Amigos, escuchamos en el Evangelio de hoy que Jesús, mientras moría en la Cruz, miró a Su Madre y al discípulo a quien amaba, y le dijo a María: “Mujer, ahí está tu hijo”, y luego le dijo a Juan, “Ahí está tu madre”.
Se nos dice que “desde entonces el discípulo se la llevó a vivir con él”. Este texto apoya una antigua tradición en la cual el apóstol Juan habría llevado a María en su viaje a Éfeso en Asia Menor, y que ambos terminaron sus días en esa ciudad. De hecho, en la cima de una colina alta que domina el mar Egeo, a las afueras de Éfeso, hay una modesta vivienda que, según la tradición, es la casa de María.

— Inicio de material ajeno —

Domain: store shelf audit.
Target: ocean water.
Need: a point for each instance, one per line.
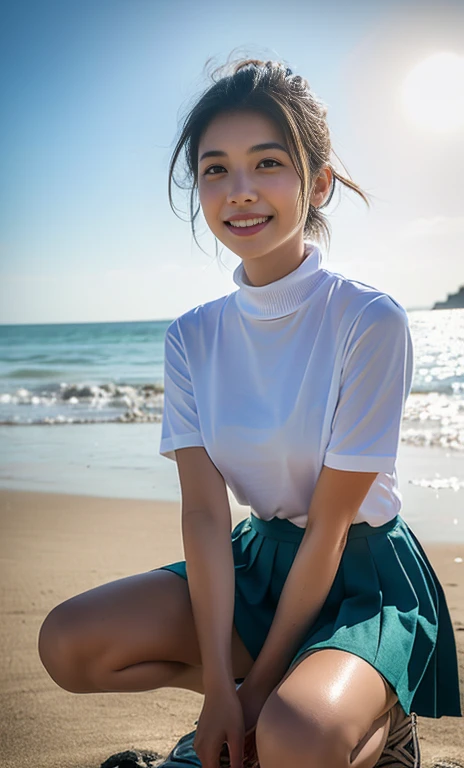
(81, 405)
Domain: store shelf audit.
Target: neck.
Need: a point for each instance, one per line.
(275, 264)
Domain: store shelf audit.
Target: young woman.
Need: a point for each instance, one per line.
(290, 390)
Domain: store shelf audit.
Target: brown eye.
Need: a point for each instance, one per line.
(206, 173)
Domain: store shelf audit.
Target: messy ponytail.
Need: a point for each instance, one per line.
(269, 87)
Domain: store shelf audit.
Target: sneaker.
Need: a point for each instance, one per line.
(402, 747)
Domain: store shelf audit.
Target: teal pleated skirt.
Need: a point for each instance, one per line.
(385, 605)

María Inmaculada, Madre de Dios, asunta en cuerpo y alma al Cielo, no solo posee un interés meramente histórico o teórico, tampoco es simplemente un ejemplo espiritual. María, como “Reina de todos los santos” (otro de sus muchos títulos), es una presencia permanente, un actor en la vida de la Iglesia.
Al confiar María a Juan, Jesús estaba, en un sentido real, confiando María a todos aquellos que serían amigos de Jesús a lo largo de los siglos.